3 Ways the GOP Has Already Disenfranchised Thousands of Swing-State Voters
Continued from previous page
Academics expect Florida will issue 300,000 provisional ballots on Election Day, a large number that will slow down polling place voting. Moreover, Florida’s November ballot will be the longest ever—also because of legislative changes—and that too will mean polling place delays. None of these complicating steps needed to happen. They were adopted by Republicans who want to erect barriers.
In Wisconsin, the GOP-controlled Legislature passed a law that requires anyone registering voters to be certified by the local election office where that new voter is a resident. Before the law, those working on registration drives could get a statewide certification. This new local requirement "is a real pain," said Andrea Kaminski of the Wisconsin's League of Women Voters, because the state has 1,750 local election jurisdictions. "I can't tell you the numbers, but I can tell you it has hurt our efforts."
2. Disenfranchise Felons—Again
Florida’s shady reputation extends to its shameful treatment of former felons, of whom an estimated 200,000 lost their right to vote in 2012 because the state’s GOP Tea Party Governor Rick Scott and legislature reversed a voting rights reform from the previous governor, moderate Republican Charlie Crist. In 2011, Scott and the GOP passed a law that requires nonviolent offenders who have completed their sentence to wait five years before applying for a clemency board hearing to regain voting rights. All other former offenders must wait seven years.

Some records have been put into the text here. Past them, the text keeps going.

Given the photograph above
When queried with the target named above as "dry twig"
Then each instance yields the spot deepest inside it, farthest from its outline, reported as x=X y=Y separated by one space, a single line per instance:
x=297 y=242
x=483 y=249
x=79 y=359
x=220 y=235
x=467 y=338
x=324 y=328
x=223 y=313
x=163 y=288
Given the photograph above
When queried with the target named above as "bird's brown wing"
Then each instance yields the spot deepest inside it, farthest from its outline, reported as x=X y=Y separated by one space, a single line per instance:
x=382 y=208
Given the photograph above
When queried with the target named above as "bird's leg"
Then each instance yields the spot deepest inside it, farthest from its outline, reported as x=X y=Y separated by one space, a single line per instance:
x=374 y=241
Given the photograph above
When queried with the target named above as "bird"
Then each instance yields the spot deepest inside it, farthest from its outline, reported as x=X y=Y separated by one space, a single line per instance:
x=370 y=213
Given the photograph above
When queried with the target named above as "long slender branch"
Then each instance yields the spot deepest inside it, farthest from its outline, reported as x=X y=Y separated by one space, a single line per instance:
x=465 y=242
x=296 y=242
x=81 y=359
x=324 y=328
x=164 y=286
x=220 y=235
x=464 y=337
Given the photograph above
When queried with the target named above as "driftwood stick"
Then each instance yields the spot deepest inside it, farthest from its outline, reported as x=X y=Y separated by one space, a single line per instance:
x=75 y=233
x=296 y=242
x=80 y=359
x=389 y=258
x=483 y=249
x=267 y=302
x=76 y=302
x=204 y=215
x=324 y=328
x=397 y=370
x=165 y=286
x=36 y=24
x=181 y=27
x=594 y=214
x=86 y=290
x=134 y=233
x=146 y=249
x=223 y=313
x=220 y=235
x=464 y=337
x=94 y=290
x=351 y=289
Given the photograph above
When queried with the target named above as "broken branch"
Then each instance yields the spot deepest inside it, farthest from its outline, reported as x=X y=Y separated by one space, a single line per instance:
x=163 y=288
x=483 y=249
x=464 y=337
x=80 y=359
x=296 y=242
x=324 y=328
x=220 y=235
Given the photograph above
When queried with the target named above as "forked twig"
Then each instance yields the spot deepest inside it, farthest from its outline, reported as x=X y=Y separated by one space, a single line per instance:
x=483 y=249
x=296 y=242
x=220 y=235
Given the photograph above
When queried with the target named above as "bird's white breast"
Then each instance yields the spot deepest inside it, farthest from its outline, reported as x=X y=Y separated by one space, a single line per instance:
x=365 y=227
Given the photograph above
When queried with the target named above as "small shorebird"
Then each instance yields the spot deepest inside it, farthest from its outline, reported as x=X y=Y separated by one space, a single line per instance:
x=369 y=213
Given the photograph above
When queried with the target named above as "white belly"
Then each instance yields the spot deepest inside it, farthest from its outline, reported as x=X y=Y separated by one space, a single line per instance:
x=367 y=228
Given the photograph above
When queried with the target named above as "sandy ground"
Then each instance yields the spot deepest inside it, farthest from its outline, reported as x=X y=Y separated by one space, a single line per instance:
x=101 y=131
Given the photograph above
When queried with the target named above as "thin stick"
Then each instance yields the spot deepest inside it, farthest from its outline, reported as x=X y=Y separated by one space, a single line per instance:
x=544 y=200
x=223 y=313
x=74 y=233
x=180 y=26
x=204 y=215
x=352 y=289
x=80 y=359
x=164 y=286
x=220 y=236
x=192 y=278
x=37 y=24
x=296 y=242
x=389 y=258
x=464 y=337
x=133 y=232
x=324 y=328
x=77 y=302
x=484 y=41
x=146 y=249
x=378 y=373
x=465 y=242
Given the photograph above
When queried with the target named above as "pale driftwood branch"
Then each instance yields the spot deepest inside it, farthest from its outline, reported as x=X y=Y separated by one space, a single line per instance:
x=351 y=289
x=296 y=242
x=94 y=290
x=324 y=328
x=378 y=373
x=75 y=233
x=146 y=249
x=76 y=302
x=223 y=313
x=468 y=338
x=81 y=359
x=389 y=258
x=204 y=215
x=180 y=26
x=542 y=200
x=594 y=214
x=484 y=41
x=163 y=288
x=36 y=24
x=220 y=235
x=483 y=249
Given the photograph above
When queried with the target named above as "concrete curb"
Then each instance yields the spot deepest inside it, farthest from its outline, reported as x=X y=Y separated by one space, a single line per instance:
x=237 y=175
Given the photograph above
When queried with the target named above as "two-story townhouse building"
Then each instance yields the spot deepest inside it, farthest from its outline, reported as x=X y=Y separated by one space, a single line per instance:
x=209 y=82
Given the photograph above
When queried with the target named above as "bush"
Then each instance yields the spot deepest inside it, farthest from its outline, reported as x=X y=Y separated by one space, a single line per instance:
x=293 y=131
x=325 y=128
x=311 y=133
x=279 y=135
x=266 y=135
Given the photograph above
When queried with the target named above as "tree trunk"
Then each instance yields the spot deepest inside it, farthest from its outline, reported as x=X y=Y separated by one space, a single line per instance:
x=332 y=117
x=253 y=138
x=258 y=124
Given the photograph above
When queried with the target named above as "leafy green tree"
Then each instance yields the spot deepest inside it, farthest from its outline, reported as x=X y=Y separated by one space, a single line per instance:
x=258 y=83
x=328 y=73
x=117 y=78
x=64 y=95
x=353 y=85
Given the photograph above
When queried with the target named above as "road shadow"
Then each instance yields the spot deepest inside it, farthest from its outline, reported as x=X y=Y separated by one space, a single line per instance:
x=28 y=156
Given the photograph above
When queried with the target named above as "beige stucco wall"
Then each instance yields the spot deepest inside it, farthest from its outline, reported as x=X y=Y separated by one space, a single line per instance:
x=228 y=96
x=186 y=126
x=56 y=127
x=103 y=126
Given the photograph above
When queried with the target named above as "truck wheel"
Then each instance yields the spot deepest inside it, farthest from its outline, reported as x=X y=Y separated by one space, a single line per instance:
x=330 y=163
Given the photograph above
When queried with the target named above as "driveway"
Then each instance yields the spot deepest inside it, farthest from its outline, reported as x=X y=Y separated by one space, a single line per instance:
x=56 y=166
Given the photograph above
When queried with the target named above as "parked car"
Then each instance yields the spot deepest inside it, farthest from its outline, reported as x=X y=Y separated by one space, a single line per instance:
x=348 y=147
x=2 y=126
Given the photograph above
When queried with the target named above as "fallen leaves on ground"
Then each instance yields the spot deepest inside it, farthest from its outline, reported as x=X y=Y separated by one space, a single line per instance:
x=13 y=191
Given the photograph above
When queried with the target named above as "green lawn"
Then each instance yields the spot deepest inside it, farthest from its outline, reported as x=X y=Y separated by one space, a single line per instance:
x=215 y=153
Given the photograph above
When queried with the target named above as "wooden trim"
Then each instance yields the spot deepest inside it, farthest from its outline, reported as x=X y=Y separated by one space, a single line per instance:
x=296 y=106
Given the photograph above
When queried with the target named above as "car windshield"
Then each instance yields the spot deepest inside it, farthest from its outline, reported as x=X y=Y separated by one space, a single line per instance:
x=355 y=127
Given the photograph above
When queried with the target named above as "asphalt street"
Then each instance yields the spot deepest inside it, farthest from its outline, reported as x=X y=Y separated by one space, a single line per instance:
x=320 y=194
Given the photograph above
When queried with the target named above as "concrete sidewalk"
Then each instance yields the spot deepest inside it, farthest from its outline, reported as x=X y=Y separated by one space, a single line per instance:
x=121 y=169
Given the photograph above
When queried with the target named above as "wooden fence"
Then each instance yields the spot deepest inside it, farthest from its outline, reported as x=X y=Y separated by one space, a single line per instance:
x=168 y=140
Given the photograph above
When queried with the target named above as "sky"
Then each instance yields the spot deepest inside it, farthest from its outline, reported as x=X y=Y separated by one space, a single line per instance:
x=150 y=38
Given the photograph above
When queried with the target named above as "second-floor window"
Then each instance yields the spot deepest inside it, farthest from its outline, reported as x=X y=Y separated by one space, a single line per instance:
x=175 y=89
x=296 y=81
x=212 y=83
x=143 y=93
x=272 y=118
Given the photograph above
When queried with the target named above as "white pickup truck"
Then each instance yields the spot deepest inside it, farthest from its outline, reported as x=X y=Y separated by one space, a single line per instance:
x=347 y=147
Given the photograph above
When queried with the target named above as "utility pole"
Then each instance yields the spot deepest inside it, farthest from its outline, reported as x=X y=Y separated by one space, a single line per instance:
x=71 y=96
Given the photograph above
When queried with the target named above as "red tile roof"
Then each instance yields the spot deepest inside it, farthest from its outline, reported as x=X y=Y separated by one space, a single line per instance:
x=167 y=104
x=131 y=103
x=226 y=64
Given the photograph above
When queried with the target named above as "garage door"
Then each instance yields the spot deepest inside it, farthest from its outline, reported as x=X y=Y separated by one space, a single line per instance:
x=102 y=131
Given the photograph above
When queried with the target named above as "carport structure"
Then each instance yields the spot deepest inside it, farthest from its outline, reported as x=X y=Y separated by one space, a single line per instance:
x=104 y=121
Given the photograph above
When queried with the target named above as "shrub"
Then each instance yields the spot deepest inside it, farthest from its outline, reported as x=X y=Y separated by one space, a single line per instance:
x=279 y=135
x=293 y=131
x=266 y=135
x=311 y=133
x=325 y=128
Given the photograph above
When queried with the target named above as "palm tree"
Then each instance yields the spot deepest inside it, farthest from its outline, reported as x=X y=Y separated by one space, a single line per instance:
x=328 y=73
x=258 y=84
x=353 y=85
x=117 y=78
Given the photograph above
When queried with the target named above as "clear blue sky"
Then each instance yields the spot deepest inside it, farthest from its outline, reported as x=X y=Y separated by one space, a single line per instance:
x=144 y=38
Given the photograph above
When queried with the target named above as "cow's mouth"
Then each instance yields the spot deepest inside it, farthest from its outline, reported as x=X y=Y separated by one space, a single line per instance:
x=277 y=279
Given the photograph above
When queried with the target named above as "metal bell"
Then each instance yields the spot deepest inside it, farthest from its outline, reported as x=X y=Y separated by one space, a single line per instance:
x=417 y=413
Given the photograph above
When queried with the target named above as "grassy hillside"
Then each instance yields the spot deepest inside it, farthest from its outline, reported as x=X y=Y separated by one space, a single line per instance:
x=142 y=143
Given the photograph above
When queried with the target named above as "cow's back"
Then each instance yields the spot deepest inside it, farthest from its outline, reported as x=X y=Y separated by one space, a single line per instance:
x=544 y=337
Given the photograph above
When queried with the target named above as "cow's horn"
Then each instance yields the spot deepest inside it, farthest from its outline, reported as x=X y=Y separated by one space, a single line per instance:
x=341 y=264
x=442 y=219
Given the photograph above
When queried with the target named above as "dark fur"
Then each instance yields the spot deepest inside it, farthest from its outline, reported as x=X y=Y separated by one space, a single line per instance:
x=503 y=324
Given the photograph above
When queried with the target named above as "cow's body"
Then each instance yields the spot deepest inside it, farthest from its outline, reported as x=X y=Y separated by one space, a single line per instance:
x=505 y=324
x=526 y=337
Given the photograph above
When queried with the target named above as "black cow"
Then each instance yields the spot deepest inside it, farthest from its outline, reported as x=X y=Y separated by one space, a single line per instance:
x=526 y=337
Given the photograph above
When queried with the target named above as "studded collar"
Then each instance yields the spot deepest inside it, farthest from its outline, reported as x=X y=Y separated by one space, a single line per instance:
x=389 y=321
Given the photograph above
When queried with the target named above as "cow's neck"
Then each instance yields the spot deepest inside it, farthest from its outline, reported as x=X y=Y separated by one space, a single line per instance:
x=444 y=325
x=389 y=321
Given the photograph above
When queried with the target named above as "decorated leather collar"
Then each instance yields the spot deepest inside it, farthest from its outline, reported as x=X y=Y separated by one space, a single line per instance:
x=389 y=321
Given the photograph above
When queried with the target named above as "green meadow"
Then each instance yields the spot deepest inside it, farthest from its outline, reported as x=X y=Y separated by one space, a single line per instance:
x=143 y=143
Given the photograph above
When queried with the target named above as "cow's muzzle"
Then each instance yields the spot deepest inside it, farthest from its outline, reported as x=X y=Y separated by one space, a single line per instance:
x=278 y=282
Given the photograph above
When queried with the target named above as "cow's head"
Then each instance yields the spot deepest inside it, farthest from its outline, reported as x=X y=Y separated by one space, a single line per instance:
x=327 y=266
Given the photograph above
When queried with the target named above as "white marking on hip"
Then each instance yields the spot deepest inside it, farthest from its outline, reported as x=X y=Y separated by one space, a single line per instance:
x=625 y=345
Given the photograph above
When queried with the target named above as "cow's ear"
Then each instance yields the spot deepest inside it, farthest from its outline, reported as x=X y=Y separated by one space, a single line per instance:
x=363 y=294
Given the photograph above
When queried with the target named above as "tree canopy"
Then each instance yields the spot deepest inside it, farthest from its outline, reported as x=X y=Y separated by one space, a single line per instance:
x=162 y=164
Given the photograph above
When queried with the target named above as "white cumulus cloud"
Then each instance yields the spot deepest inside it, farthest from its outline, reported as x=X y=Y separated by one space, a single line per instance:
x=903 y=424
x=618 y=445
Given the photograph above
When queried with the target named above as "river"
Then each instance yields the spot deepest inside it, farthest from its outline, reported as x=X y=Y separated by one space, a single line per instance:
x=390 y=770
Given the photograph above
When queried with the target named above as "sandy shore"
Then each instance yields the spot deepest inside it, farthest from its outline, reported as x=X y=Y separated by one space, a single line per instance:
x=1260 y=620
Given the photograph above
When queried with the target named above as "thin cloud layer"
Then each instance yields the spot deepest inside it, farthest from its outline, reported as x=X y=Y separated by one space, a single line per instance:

According to the Sentencing Project’s latest numbers, as of 2010 there were 1.3 million ex-felons living in Florida—almost one out of every 10 voting-age adults. A recent report in the Nation estimated that 200,000 former felons would have been eligible to vote this fall were it not for the state’s new disenfranchisement policy. “Blacks are 13 percent of registered voters in Florida, but 23 percent of disenfranchised felons,” it said.
Florida is not alone in its treatment of former felons when it comes to voting rights. In Virginia, another 2012 swing state, there are about 350,000 ex-felons who have not regained their voting rights. And in Iowa, another swing state, there are at least 12,000 parolees and federal probationers, according to the Sentencing Project, many of whom just lost their voting rights. Last year, Iowa’s new Republican Governor, Terry Branstad, rescinded an executive order that had returned voting rights to ex-felons.
Nationally, there are 5.85 million disenfranchised felons, the Sentencing Project reports, with three-quarters living outside prisons and jails. Curiously, ex-felons are not a monolithic Democratic voting block, said Michael McDonald of George Mason University, a nationally known expert on voter turnout. Many who regain their voting rights are white-collar criminals who support Republicans. However, in states such as Florida, a disproportionate number come from communities of color where voting histories typically are pro-Democrat.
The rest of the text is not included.